Étant au stade de la recherche d’un M2 dans ce domaine il n’existe que peu de formations… pire pour les années précédentes ou l’enseignement du numérique n’est pas au niveau.
Hâte de voir les parties suivantes de l’article
Benjamin
A lire, mieux qu’1 benchmark des prop. des candidats sur le #numerique chez @olivez le 1. http://t.co/LkfpWydc et le 2. http://t.co/WM1ChYN2
RT @jr_roy: A lire, mieux qu’1 benchmark des prop. des candidats sur le #numerique chez @olivez le 1. http://t.co/LkfpWydc et le 2. http://t.co/WM1ChYN2
Il semble que les propositions du Munci soient imminentes d’après http://www.journaldunet.com/solutions/emploi-rh/presidentielle-2012-le-munci.shtml
Merci de l’information, toute récente. Je vais intégrer cela dans une révision de l’article ou bien dans une version PDF de la série complète que je vais probablement créer après le dernier article.
Les propositions du MUNCI méritent le détour. Il y a le meilleur et le pire dedans ! Le moteur de recherche européen, entre autres…
“Le moteur de recherche européen, entre autres…”
Et ca fait partie du pire ou du meilleur pour vous ?
Parce que pour moi c’est probablement l’idée la plus pertinente et la plus courageuse que j’ai pu lire parmi toutes les propositions des organisations aux candidats à la présidentielle dans le domaine du numérique !
Je n’image pas un instant qu’il puisse continuer à y avoir un seul un moteur de recherche privé (avec toutes les dérives que l’on connait) pour l’avenir de la société de l’information… il y a bien trop d’enjeux !

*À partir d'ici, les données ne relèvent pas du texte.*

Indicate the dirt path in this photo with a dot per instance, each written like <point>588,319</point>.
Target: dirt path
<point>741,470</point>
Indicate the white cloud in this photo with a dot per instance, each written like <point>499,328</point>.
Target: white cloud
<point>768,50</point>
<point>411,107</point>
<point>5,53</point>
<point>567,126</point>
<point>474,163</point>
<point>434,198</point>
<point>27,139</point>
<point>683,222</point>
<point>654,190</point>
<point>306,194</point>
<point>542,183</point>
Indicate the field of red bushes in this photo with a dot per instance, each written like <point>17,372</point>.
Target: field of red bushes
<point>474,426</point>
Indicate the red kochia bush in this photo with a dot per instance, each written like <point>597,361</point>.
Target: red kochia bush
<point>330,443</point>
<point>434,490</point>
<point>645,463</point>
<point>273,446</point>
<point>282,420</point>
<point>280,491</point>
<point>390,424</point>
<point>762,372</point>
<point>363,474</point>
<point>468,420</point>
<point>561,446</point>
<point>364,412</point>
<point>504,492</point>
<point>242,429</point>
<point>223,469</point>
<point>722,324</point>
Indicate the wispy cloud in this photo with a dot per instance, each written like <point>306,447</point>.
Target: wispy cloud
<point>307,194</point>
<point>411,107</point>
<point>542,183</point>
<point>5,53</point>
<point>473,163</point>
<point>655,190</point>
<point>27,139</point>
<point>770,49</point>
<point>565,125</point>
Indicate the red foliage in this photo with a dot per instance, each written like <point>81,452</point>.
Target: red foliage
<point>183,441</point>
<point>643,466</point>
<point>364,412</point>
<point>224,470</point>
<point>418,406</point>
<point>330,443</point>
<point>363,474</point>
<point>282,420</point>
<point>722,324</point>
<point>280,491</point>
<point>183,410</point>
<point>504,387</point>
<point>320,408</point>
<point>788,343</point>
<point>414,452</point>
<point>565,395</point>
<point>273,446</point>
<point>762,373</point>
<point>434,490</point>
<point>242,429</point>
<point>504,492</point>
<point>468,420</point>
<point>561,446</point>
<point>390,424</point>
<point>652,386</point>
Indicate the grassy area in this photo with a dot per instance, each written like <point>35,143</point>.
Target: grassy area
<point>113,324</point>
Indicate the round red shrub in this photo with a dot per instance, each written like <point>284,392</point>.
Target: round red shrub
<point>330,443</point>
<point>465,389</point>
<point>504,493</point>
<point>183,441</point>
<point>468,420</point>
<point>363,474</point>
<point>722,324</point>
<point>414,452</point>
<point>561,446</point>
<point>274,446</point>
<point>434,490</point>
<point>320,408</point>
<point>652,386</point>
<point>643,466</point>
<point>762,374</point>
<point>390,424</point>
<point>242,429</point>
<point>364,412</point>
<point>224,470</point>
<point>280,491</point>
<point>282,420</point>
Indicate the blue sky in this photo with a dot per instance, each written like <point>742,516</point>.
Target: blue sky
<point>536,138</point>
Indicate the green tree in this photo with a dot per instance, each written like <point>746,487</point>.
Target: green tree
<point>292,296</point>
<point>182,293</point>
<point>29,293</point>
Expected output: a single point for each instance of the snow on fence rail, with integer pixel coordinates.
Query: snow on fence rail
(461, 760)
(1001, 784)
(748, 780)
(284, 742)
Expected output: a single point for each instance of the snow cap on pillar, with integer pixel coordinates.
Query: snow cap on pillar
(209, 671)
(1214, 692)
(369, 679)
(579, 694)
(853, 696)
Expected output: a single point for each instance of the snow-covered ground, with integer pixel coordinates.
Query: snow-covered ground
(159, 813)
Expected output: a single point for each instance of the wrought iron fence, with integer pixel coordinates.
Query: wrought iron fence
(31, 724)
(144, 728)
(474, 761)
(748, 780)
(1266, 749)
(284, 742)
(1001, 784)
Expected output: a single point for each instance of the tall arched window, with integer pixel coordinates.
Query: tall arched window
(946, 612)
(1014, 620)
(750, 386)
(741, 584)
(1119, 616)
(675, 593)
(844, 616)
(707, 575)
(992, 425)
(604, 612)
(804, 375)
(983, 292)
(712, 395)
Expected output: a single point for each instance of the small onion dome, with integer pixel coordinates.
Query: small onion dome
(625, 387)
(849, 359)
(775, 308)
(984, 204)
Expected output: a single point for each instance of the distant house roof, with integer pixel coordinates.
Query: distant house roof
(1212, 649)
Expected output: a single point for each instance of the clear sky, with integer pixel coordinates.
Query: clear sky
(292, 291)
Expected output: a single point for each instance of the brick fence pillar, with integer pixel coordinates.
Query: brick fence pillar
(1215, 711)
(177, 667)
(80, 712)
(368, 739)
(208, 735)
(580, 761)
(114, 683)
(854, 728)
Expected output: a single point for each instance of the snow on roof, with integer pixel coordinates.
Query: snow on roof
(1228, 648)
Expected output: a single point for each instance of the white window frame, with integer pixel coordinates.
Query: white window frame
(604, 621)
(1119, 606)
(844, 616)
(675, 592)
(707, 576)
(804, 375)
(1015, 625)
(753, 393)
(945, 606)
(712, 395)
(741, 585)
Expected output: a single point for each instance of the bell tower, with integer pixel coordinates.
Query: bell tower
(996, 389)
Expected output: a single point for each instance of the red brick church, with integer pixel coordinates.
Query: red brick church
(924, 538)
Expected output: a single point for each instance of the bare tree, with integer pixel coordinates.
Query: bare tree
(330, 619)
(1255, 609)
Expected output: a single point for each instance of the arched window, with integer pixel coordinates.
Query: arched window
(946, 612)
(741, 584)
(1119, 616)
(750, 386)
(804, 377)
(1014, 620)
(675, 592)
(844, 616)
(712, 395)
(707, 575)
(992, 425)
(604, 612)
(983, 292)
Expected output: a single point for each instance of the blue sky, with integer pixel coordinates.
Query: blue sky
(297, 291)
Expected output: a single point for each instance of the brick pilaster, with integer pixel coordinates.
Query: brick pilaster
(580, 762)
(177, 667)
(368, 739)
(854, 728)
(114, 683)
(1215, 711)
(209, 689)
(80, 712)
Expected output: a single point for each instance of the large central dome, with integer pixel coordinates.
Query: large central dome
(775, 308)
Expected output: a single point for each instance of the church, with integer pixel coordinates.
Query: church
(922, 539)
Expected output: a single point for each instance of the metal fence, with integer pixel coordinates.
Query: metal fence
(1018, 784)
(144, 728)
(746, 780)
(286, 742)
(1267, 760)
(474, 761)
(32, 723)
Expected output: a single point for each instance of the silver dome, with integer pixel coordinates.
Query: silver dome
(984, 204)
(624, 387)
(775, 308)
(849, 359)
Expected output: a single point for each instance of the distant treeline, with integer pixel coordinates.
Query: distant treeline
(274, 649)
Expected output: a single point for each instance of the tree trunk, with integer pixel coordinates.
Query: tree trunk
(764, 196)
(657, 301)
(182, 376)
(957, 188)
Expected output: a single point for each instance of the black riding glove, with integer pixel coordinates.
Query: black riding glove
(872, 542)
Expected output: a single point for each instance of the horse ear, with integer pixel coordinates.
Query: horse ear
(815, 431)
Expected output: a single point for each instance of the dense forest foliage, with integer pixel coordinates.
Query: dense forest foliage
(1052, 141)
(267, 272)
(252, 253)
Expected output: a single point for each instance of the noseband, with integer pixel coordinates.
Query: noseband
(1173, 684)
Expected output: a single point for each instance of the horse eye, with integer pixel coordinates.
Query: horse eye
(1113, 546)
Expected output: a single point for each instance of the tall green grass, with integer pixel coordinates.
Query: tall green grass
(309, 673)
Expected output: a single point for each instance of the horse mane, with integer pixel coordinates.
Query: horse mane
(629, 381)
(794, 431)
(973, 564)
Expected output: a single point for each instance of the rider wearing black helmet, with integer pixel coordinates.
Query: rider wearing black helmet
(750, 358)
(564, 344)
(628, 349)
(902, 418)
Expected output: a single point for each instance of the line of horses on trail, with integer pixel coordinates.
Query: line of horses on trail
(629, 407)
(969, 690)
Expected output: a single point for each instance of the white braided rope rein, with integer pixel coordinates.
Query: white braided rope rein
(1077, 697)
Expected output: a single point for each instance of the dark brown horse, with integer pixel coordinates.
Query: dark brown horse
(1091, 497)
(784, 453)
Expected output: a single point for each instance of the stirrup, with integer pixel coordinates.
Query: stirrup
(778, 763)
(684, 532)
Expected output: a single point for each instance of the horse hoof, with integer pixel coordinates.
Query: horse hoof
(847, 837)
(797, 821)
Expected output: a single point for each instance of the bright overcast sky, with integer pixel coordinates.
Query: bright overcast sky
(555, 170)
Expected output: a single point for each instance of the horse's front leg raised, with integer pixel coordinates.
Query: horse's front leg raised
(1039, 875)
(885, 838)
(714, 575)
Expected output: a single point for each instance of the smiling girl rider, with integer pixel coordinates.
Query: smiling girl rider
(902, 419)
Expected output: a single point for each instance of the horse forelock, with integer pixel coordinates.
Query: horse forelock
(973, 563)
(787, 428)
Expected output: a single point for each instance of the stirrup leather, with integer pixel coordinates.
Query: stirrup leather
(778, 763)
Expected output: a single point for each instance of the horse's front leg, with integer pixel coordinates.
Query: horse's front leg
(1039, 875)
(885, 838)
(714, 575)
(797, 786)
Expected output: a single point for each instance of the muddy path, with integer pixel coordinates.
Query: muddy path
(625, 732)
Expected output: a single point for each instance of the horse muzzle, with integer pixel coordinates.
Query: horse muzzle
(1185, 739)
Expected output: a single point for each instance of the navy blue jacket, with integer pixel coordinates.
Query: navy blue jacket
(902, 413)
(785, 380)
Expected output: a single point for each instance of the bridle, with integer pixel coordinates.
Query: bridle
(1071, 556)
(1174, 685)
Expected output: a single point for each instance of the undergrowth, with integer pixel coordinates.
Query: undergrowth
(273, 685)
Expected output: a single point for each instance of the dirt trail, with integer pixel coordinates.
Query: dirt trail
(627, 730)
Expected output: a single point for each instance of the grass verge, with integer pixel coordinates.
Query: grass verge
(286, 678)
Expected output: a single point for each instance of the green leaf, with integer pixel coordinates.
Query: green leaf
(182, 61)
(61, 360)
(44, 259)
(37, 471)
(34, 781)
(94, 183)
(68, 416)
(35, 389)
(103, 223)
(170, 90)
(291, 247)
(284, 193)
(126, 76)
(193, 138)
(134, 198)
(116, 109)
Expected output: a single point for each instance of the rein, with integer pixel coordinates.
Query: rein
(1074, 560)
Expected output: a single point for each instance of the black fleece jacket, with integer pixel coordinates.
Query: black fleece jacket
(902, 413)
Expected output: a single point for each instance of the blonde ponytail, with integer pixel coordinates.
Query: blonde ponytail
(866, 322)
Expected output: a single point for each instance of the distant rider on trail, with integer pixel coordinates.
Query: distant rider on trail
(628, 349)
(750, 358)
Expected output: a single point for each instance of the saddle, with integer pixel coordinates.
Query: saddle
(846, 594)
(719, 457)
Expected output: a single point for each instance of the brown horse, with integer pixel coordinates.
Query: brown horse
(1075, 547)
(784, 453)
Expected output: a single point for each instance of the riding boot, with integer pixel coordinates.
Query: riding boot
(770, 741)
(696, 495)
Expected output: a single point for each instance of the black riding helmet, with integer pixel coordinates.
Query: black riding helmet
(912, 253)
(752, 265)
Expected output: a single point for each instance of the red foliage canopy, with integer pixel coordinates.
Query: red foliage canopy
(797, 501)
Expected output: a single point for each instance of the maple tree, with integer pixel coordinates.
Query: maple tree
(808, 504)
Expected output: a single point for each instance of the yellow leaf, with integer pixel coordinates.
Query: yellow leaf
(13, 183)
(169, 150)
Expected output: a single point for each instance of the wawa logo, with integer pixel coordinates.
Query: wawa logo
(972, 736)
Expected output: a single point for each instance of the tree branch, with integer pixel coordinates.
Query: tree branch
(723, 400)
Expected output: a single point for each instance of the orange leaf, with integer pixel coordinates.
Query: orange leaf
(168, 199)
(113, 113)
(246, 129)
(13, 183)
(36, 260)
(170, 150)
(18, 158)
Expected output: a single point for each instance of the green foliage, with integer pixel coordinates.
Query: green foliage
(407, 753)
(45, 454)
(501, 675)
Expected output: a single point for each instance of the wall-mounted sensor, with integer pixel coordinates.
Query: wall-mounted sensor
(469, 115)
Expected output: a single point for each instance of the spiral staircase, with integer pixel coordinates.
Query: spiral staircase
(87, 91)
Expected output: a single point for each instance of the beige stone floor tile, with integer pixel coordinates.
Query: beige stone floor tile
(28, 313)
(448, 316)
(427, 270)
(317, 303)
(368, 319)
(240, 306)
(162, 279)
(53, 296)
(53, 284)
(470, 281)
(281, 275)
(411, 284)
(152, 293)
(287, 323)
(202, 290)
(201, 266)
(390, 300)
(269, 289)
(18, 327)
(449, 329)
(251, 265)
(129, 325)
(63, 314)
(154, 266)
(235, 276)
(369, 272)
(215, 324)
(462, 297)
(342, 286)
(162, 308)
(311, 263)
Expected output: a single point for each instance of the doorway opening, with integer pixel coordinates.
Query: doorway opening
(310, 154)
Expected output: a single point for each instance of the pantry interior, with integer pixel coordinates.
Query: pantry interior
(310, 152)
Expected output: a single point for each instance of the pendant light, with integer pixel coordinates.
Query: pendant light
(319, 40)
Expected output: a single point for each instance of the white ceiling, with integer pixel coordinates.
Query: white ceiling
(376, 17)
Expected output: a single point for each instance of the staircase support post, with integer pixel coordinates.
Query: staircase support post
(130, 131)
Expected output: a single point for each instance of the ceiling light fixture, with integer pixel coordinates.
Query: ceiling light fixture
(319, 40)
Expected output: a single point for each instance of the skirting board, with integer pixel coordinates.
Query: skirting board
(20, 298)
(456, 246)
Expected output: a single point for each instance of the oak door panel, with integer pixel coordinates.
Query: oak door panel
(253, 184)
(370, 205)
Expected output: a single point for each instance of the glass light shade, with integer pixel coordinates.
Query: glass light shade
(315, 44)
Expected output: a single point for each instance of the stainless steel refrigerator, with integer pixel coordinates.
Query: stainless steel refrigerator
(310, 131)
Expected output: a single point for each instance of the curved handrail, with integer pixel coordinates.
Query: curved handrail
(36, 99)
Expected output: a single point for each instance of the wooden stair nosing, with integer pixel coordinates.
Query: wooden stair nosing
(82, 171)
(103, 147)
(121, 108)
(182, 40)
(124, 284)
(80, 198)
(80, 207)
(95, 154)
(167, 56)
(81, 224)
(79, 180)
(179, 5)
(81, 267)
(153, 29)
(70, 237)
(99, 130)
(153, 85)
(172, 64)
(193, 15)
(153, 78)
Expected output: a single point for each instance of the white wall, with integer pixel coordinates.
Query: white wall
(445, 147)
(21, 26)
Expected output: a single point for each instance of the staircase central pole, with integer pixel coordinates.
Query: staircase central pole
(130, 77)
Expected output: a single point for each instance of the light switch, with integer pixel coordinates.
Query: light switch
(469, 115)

Il y en a d’autres vous me direz, mais ils sont bien moins pertinents, et Google ne l’est pas tant que çà déjà (…)
Désolé, c’est dans le pire pour moi. Il vaut mieux se battre sur de nouveaux enjeux que sur les anciens. Contrer un produit dominant planétaire par un projet piloté par la bureaucratie de plusieurs pays a peu de chances de réussir.
L’exemple de Microsoft avec Bing doit faire réfléchir. Microsoft y a consacré maintenant plus de $10B (7 milliards d’Euros) et a bénéficié de ses divers travaux de recherche fondamentale (chez Microsoft Research, un laboratoire de très bon niveau), mais sans résultat très probant, surtout hors des USA. Et ses gains de parts de marché sont surtout liés au partenariat avec Yahoo!
La barrière à l’entrée est énorme et va bien au delà des moyens que l’Europe peut consacrer à ce genre de sujet. Ensuite, il faut être très innovant pour contrer Google, pas juste faire la même chose. Il y a certainement plein de bonnes idées en Europe, mais bon, pas toujours suffisamment en rupture.
Lisez aussi cet article que j’ai pondu il y a quatre ans sur Quaero. Même topo sur le projet français de Cloud Andromède qui n’a pas l’air de partir sur les bons rails non plus avec seulement trois partenaires !
Visiblement, la reproduction des conditions du succès d’Airbus, l’un des rares grands projets industriels européens qui ait réussi, n’est pas évidente. Il y a plein de raisons à cela. Mais je vois une différence clé entre Airbus et le numérique : les cycles industriels sont bien plus longs. Il faut entre 5 et 10 ans pour concevoir un avion et il vit plusieurs décennies. Google est devenu leader mondial en même pas 5 ans !
Pour reprendre la proposition du Munci, compte-tenu de la difficulté du sujet, elle gagnerait en crédibilité en exposant un peu plus en détails la manière de s’y prendre : les acteurs concernés, l’innovation, la gouvernance, le budget nécessaire, la dimension temps du projet, le lien entre ce projet et ceux du cloud, etc.
Je pense justement que ca fait partie des “nouveaux enjeux” car il y a beaucoup à faire encore dans ce domaine…
Sur le reste, je vous rejoins mais je pense néanmoins que cela n’a rien d’impossible même si cela doit prendre de longues années.
Mais attendons d’en savoir plus sur les propositions du MUNCI (pas encore publiées sur leur site).